Tempat Tinggal Mpu Bharada
Dalam
Serat Calon Arang, Mpu Bharada dikisahkan berasal dari pertapaan Lemah Tulis.
Lemah Tulis sendiri pernah dimuat dalam Nagarakretagama oleh Mpu Prapanca pupuh
76/3 dan pupuh 77/2 sebagai desa perdikan kebudhaan dengan sebutan Lemah Tulis,
Lemah Citra, dan Lemah Surat.
Berarti,
pada jaman Majapahit, Lemah Tulis ini masih ada (1365) sehingga Mpu Prapanca
bisa memasukkannya dalam inventaris negara. Menurut adat kebiasaan, desa
perdikan sebagai anugerah raja diberi pikukuh berupa prasasti agar tidak
terjadi pertikaian suatu saat nanti dan biasanya disimpan di desa perdikan yang
bersangkutan. Akan tetapi, prasasti Lemah Tulis tidak atau belum ditemukan.
Letak
Lemah Tulis menjadi perdebatan, setidaknya ada dua teori tentang letaknya. Pertama,
Agus Sunyoto dalam novel Dhaeng Sakara, Lemah Tulis berada di Sidoarjo yang
sekarang berubah ama menjadi desa Watu Tulis, kecamatan Prambon Sidoarjo. Teori
ini diperkuat dengan penemuan prasasti Kamalgyan yang ada di desa tersebut atau
disebut prasasti Watu Tulis.

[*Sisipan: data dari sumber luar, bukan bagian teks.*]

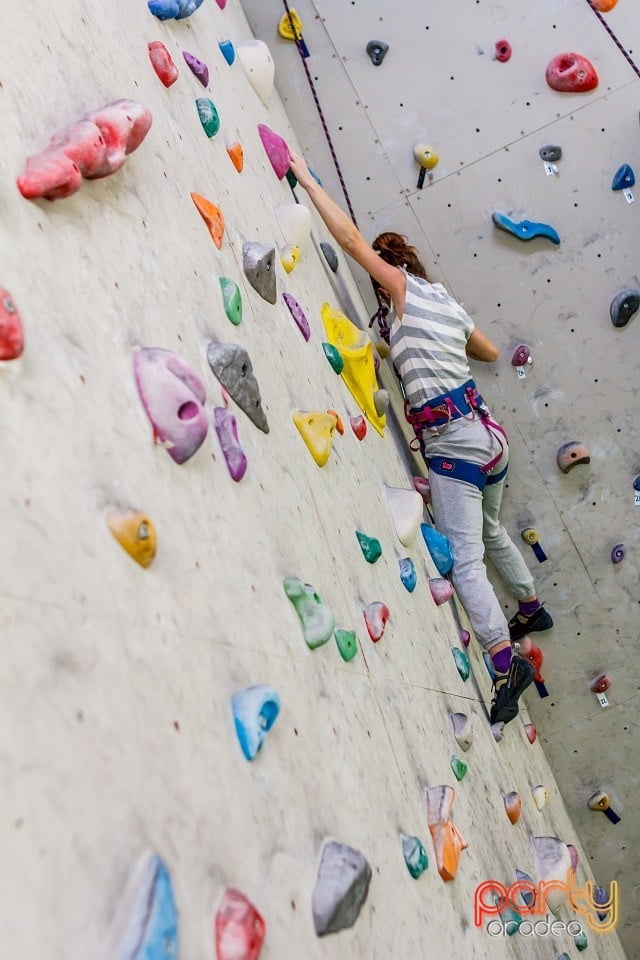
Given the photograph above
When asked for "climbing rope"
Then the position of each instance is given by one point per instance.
(622, 50)
(302, 50)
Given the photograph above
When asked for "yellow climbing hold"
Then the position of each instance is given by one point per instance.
(358, 373)
(290, 26)
(317, 430)
(289, 256)
(135, 533)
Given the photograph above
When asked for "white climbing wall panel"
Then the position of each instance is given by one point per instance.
(440, 84)
(117, 734)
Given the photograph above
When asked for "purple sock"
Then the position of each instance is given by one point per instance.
(501, 660)
(527, 607)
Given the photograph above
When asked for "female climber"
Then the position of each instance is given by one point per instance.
(431, 339)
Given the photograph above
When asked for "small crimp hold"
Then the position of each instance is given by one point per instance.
(524, 229)
(377, 51)
(570, 454)
(623, 306)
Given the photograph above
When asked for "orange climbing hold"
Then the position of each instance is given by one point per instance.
(212, 216)
(236, 153)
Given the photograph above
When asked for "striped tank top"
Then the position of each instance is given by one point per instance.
(428, 344)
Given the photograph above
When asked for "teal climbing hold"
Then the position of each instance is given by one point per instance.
(232, 300)
(347, 643)
(316, 618)
(525, 229)
(461, 661)
(208, 116)
(370, 546)
(439, 548)
(333, 356)
(458, 767)
(408, 573)
(415, 856)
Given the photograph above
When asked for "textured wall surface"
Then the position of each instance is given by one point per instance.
(440, 84)
(117, 734)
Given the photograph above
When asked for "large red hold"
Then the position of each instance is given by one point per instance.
(11, 336)
(239, 928)
(571, 73)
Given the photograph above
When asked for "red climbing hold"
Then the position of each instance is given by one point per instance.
(162, 63)
(571, 73)
(239, 928)
(11, 336)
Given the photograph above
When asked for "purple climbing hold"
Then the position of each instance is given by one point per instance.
(298, 315)
(173, 397)
(227, 430)
(198, 68)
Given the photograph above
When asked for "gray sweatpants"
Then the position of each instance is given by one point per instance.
(470, 519)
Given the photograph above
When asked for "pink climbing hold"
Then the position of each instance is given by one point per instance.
(11, 335)
(376, 615)
(96, 146)
(359, 426)
(162, 63)
(277, 150)
(571, 73)
(441, 589)
(239, 928)
(198, 68)
(227, 430)
(503, 50)
(173, 397)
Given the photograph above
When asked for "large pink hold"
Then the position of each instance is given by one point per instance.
(227, 430)
(571, 73)
(96, 146)
(173, 397)
(239, 928)
(376, 615)
(277, 150)
(441, 589)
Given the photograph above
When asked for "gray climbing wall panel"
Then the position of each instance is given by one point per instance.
(440, 84)
(117, 680)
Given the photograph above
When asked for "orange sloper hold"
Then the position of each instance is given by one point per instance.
(212, 216)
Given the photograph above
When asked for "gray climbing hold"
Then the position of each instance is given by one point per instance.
(258, 263)
(340, 889)
(377, 51)
(231, 365)
(550, 153)
(330, 255)
(623, 306)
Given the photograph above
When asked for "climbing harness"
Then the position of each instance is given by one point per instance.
(433, 418)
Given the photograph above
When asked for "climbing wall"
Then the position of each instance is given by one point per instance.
(466, 80)
(208, 749)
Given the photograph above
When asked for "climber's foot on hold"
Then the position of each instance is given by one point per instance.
(520, 625)
(508, 689)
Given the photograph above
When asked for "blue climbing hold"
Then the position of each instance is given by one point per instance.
(525, 229)
(439, 548)
(152, 930)
(623, 178)
(227, 50)
(254, 713)
(408, 573)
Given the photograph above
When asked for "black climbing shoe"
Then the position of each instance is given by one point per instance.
(520, 626)
(505, 702)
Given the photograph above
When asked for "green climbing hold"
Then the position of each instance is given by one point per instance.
(316, 618)
(232, 300)
(462, 662)
(347, 643)
(208, 116)
(370, 547)
(415, 856)
(459, 768)
(333, 356)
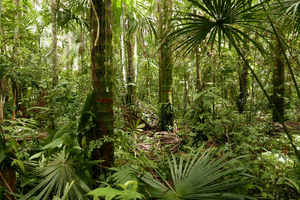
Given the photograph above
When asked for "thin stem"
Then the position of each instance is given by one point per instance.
(265, 92)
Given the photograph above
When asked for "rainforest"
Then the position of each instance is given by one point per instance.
(149, 99)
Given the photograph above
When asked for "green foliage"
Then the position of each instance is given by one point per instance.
(57, 173)
(126, 194)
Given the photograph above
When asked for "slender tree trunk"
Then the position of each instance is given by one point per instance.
(130, 74)
(198, 70)
(130, 70)
(68, 52)
(166, 68)
(243, 81)
(15, 85)
(102, 81)
(278, 84)
(54, 42)
(0, 13)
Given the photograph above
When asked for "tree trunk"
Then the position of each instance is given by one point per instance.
(243, 81)
(278, 84)
(102, 81)
(166, 68)
(130, 74)
(130, 69)
(54, 43)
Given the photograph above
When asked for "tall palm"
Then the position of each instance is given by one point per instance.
(221, 20)
(102, 81)
(166, 68)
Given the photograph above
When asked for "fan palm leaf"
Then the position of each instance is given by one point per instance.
(216, 17)
(199, 177)
(221, 20)
(56, 174)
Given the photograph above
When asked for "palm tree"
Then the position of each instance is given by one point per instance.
(102, 81)
(54, 41)
(166, 68)
(224, 20)
(278, 84)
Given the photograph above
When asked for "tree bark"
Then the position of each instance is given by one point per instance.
(243, 81)
(54, 42)
(102, 81)
(166, 68)
(278, 84)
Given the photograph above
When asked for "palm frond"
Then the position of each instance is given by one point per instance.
(55, 176)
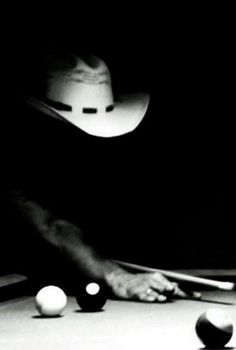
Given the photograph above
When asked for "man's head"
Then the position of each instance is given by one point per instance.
(80, 91)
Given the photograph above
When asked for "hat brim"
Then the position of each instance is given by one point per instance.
(125, 117)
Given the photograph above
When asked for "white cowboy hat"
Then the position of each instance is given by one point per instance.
(80, 92)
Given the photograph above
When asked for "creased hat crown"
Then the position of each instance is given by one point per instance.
(83, 84)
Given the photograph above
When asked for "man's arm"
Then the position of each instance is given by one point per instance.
(69, 240)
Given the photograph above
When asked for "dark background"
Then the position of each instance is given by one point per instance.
(179, 164)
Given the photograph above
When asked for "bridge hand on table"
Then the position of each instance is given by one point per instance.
(149, 287)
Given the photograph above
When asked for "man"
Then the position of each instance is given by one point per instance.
(66, 181)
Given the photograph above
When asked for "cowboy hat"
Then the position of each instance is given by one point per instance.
(80, 91)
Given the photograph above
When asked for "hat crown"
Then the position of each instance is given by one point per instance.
(79, 83)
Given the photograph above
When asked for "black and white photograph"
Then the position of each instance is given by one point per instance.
(117, 177)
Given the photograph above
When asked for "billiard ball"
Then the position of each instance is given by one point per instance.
(214, 327)
(91, 297)
(50, 301)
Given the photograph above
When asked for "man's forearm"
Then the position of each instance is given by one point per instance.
(66, 237)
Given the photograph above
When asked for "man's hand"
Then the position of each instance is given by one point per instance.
(148, 287)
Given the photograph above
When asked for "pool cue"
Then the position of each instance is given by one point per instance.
(180, 276)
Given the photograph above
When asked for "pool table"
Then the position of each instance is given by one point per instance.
(122, 325)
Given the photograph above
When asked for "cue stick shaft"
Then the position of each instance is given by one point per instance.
(180, 276)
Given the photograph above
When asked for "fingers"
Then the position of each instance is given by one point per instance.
(161, 284)
(148, 287)
(184, 294)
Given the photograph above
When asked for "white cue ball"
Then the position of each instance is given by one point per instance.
(50, 301)
(214, 327)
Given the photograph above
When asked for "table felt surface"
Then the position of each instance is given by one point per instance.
(122, 325)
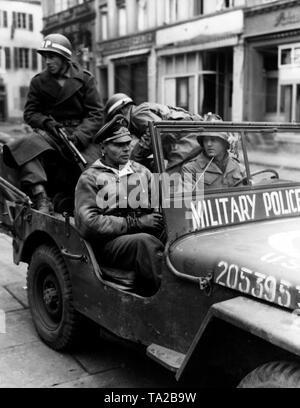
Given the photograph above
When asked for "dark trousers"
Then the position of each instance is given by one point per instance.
(141, 253)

Prasasti ini menggambarkan tentang pembangunan
bendungan Waringin Sapta pada masa Airlangga (1037) untuk mencegah banjir
musiman dan irigasi.
Teori
kedua dikemukakan oleh Pramoedya Ananta Toer. Dalam cerita Calon Arang
karyanya, dinyatakan bahwa Lemah Tulis sekarang adalah Kabupaten Blora. Hal ini
berdasarkan apa yang disampaikan oleh Prof. Dr. Purbajaraka bahwa di Wurare
telah ditemukan arca Raja Kertanegara (Arca Mahaksobhya atau Joko Dolok)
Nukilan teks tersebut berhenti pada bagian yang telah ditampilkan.